DecaYale / RSLO

Robust Self-supervised LiDAR Odometry via Representative Structure Discovery and 3D Inherent Error Modeling, IEEE Robotics and Automation Letters (RA-L) (presented at ICRA 2022)
43 stars 4 forks source link

Cannot reproduce the results on KITTI odometry dataset #4

Open spirit-man opened 3 months ago

spirit-man commented 3 months ago

First of all, I would like to express my deepest appreciation for making the code available and for your innovative work documented in the paper.

What error have I met: I am currently trying to leverage your code to reproduce your results on KITTI odometry dataset and have encountered some difficulties. I've trained 15 epochs (26,850 steps) and then loss became Nan or Inf. Furthermore, it seems the results are quite different from ground truth trajectory, and losses decreased at first few epochs but then started increasing again. Here are my eval results after 15 epochs: image image image image image image image image

What I've modified for custom settings:

  1. I used cuda 11.2 and corresponding packages in docker, since the docker image in Dockerfile is not available on Docker Hub.
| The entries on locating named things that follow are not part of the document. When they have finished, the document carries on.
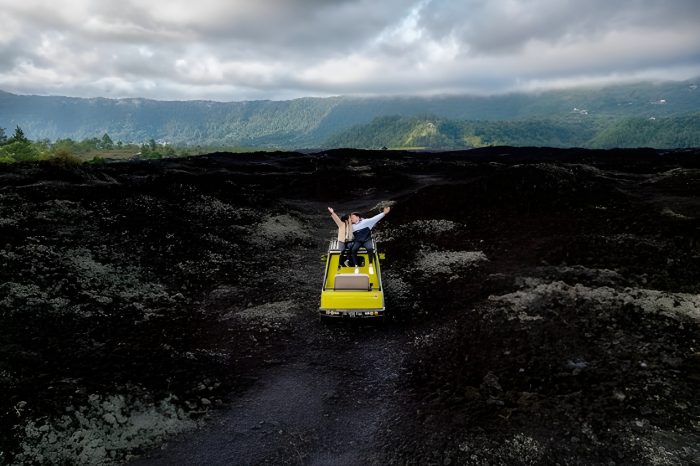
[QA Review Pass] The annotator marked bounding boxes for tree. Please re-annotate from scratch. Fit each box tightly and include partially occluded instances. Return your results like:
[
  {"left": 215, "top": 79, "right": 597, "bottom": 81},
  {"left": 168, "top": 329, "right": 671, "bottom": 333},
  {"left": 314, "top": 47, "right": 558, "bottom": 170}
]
[{"left": 9, "top": 126, "right": 29, "bottom": 143}]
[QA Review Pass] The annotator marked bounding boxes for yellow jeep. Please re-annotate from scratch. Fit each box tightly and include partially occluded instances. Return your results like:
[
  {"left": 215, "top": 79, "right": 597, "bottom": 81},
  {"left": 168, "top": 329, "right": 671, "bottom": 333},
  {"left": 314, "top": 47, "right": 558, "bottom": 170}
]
[{"left": 319, "top": 240, "right": 384, "bottom": 318}]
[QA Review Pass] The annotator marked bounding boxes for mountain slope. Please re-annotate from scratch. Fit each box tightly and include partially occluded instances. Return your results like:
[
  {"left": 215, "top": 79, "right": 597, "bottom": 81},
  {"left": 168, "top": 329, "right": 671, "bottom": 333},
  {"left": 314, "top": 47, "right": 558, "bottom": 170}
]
[
  {"left": 323, "top": 113, "right": 700, "bottom": 149},
  {"left": 0, "top": 81, "right": 700, "bottom": 148}
]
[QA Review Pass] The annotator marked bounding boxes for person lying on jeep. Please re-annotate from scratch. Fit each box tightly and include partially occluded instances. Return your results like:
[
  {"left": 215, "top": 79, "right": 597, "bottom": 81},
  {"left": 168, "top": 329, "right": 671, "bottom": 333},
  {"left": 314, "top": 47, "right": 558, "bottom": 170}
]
[{"left": 350, "top": 207, "right": 391, "bottom": 274}]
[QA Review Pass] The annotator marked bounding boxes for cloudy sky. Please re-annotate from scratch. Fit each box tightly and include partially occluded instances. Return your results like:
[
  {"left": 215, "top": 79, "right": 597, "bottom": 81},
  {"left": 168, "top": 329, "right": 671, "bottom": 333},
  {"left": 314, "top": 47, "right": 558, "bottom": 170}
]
[{"left": 0, "top": 0, "right": 700, "bottom": 101}]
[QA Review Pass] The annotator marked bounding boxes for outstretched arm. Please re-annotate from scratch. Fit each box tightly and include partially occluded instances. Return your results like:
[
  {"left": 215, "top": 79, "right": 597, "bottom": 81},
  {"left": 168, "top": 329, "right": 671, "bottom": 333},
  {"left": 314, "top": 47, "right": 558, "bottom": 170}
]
[
  {"left": 328, "top": 207, "right": 343, "bottom": 228},
  {"left": 352, "top": 211, "right": 389, "bottom": 231}
]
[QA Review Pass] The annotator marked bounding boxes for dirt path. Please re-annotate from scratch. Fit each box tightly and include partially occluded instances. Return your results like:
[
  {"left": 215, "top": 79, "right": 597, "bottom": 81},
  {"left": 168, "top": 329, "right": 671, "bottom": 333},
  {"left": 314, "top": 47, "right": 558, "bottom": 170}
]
[
  {"left": 131, "top": 200, "right": 404, "bottom": 466},
  {"left": 132, "top": 323, "right": 408, "bottom": 465}
]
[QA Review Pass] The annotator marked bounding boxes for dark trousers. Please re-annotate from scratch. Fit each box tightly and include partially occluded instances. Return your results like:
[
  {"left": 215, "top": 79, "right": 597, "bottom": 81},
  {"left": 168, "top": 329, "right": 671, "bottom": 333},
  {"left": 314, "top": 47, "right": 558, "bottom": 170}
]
[{"left": 350, "top": 238, "right": 374, "bottom": 265}]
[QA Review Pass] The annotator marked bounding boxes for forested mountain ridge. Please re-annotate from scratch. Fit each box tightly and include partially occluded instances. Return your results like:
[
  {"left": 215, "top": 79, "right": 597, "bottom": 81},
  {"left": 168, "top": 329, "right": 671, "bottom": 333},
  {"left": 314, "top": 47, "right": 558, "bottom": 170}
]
[
  {"left": 323, "top": 113, "right": 700, "bottom": 149},
  {"left": 0, "top": 80, "right": 700, "bottom": 148}
]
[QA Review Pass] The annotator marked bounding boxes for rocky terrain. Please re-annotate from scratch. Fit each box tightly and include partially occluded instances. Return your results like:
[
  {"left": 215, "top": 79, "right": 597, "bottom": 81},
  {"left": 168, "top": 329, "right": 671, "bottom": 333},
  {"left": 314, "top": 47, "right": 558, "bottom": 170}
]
[{"left": 0, "top": 147, "right": 700, "bottom": 465}]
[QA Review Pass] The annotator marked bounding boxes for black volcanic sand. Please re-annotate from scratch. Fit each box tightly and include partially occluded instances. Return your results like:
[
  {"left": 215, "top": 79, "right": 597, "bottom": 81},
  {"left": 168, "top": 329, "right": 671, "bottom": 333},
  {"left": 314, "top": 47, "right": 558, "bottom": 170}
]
[{"left": 0, "top": 148, "right": 700, "bottom": 465}]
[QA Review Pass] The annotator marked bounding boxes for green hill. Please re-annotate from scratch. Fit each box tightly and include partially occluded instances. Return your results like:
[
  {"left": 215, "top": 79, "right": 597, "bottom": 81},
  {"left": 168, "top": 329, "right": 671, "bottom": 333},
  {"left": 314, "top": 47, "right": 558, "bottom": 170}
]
[
  {"left": 0, "top": 81, "right": 700, "bottom": 148},
  {"left": 323, "top": 113, "right": 700, "bottom": 149}
]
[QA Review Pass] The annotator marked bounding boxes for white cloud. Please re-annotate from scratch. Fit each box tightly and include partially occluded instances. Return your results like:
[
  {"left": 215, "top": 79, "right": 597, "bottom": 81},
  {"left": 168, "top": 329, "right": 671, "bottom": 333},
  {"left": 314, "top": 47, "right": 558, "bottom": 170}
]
[{"left": 0, "top": 0, "right": 700, "bottom": 100}]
The main changes are codes associated with spconv (in models/middle.py), since your version is a custom one and confilcts with those packages conform with cu112: def forward(self, voxel_features, coors, batch_size):

    # assert batch_size==1, "Only support batch_size=1 for now"
    # coors[:, 1] += 1
    coors = coors.int()
    ret = spconv.SparseConvTensor(voxel_features, coors, self.sparse_shape,
                                  batch_size)
    
    # t = time.time()
    # torch.cuda.synchronize()
    
    ret0 = self.middle_conv(ret)
    
    ret = self.middle_conv_tail(ret0)
    # ret0=copy.deepcopy(ret0)
    # ret0.features = ret0.features#.detach()
    # ret1 = ret0.replace_feature(ret0.features.detach())
    cov_pred=self.middle_cov_deconv(ret0)
    
    # cov_pred = eigvec@eigval@eigvec.transpose(-1,-2)
    # cov_pred.features[:,:3]= F.elu(cov_pred.features[:,:3])+1+1e-6
    elu_features = F.elu(cov_pred.features[:,:3]) + 1 + 1e-6
    cov_pred = cov_pred.replace_feature(torch.cat((elu_features, cov_pred.features[:,3:]), dim=1))
    
    # print("spconv forward time", time.time() - t)
    ret = ret.dense()
    
    N, C, D, H, W = ret.shape
    ret = ret.view(N, C * D, H, W)
    
    return ret, cov_pred.features
  2. I've encountered another error in core/losses.py, line 422: sigma=cov_pred[b]+R_pred[b].detach()@cov_pred_assoc@Rpred[b].detach().transpose(-1,-2), sigma may become negative, causing error in line 435: loss = torch.mean(square_diff)+self.reg_weighttorch.mean(0.5torch.log(torch.det(sigma))) Based on my analysis, cov_pred[b] and cov_pred_assoc both comes from function span_cov2, which returns eigvec@eigval@eigvec.transpose(-1,-2), and eigval is a diagonal matrix while eigvec is a rotation matrix (orthogonal). Thus cov_pred[b] and cov_pred_assoc should be symmetric (consider that eigval is diagonal, we can say eigval=E@E.transpose, then we have eigvec@E@E.transpose@eigvec.transpose, which makes its transpose the same as itself). When it comes to R_pred[b].detach()@cov_pred_assoc@R_pred[b].detach().transpose(-1,-2), we can say the result should be symmetric since cov_pred_assoc is symmetric. Then we have the sum of cov_pred[b] and the former result, both symmetric, making the corresponding sigma symmetric theoretically. So sigma should not have negative determinants. I found that cov_pred[b] and cov_pred_assoc are nearly symmetric (norm of difference between matrix and its tranpose is around 1e-10), and R_pred[b].detach() is nearly orthogonal, but R_pred[b].detach()@cov_pred_assoc@R_pred[b].detach().transpose(-1,-2) is not so symmetric (norm approximately 1e-3). Moreover, another writing like sigma=R_pred[b].detach() @ (R_pred[b].detach().transpose(-1,-2)@cov_pred[b]+cov_pred_assoc@R_pred[b].detach().transpose(-1,-2)), which should be the same as the former mathmatically since R is orthogonal, produced a quite different det result (the former equation returns around -1e-6, and the latter around 1e-5). My solution is to copy all params used to calculate sigma as torch.float64 variables and then calculate, and det(sigma) remains positive after that. This maybe a problem about numercial stability.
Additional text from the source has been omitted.